Search (S28)
S28 ships a working search experience for repos, issues/PRs, users,
and code (paths + small-file content). Backed entirely by Postgres
FTS (tsvector) plus pg_trgm for code-identifier substring matches.
Visibility scoping flows through one composer
(policy.VisibilityPredicate) so every search query is gated by the
same rule the rest of the runtime uses.
Architecture
internal/search/
search.go — Deps + Result types + page-size constants
query_parse.go — operator parser (repo:, is:, state:, author:)
repos.go — SearchRepos
issues.go — SearchIssues
users.go — SearchUsers
code.go — SearchCode (paths + content union)
internal/auth/policy/
visibility_predicate.go — composes the WHERE-clause fragment
internal/web/handlers/search/
search.go — /search and /search/quick handlers
internal/worker/jobs/
repo_index_code.go — re-indexes a repo's default branch
repo_index_reconcile.go — heals drift between
default_branch_oid and
last_indexed_oid
Migrations
- 0030 — extensions:
pg_trgm,unaccent. Both ship with PostgreSQL contrib. - 0031 — search indexes:
repos_search,issues_search,users_searchtables, each keyed 1:1 with the source row and maintained by AFTER triggers. A custom text-search configshithub_searchchainsunaccent+english_stemso "café" matches "cafe" on both index and query sides. Backfill runs at migration time so existing rows are immediately searchable. - 0032 — code search:
code_search_paths(paths only — cheap to populate; size cap doesn't apply) andcode_search_content(paths + content for files ≤ 256 KiB AND text). Both have GIN indexes ontsv;code_search_contentadditionally has a GIN trigram index on the raw content for camelCase / snake_case substring matches the FTS tokenizer mangles.repos.last_indexed_oidadded so the reconciler can detect drift. - 0041 — repo owner terms: repo search documents include the
owning user/org handle plus display name, and result queries
resolve owners through either
usersororgs.
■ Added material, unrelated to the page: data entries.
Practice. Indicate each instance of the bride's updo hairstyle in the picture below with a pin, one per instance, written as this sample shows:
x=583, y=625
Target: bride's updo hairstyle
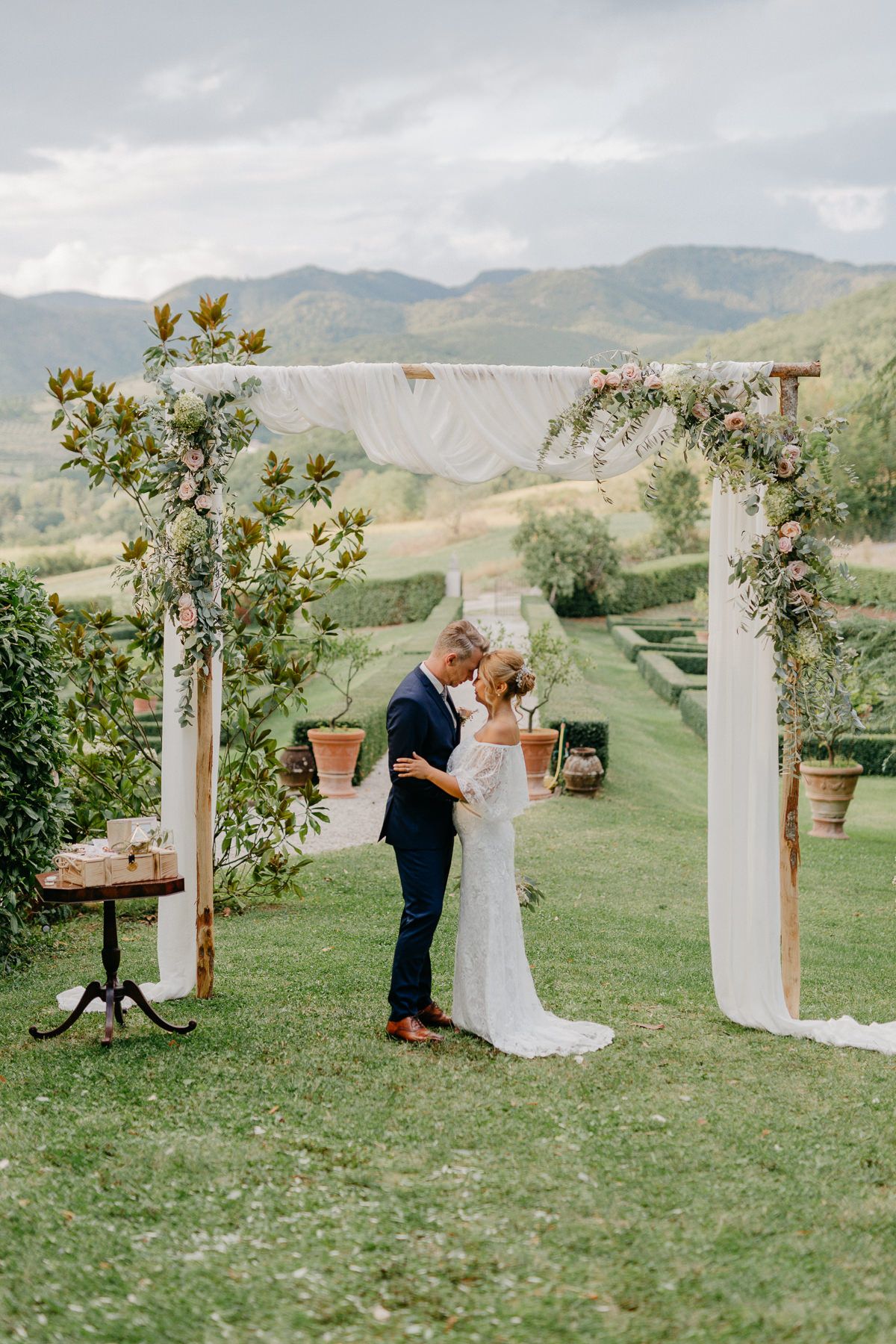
x=508, y=668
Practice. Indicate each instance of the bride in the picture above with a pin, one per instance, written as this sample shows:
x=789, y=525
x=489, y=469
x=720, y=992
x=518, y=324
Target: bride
x=494, y=991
This keeps public org repositories searchable by bothowner/repoand owner-only text queries.
Visibility predicate
policy.VisibilityPredicate(actor, alias, startPlaceholder)
returns a SQL fragment + bind args that filters a repos table
reference to rows visible to the actor. Rules:
- Soft-deleted repos: always excluded.
- Site admin: only the soft-delete filter applies.
- Anonymous:
visibility = 'public'. - Logged-in: public OR owner OR collaborator (any role).
The composer is the single source of truth for "what repos can this viewer see in a list query." The S28 search functions thread it through every per-type query; future listing endpoints (trending, activity feed) reuse it.
The boundary is exercised by the search test suite at
internal/search/search_test.go:
TestSearchRepos_AnonymousSeesOnlyPublic— anon never sees private rows for any free-text query.TestSearchRepos_NonCollabOnPrivate— non-collab logged-in user gets zero hits on a private-repo's content.TestSearchRepos_OwnerSeesPrivate— owner branch.TestSearchRepos_CollabSeesPrivate— collab-row branch.TestSearchIssues_AnonymousSeesOnlyPublic— issue-side mirror of the repo test (issues inherit visibility from their repo).
Query parsing
search.ParseQuery(raw) splits the user query into:
Text— free-text portion (drivesplainto_tsquery).Phrase— when a quoted span is present (drivesphraseto_tsquery).RepoFilter—repo:owner/namebecomes{Owner, Name}.StateFilter—is:open/is:closed/state:open/state:closed. Aliases.AuthorFilter—author:username.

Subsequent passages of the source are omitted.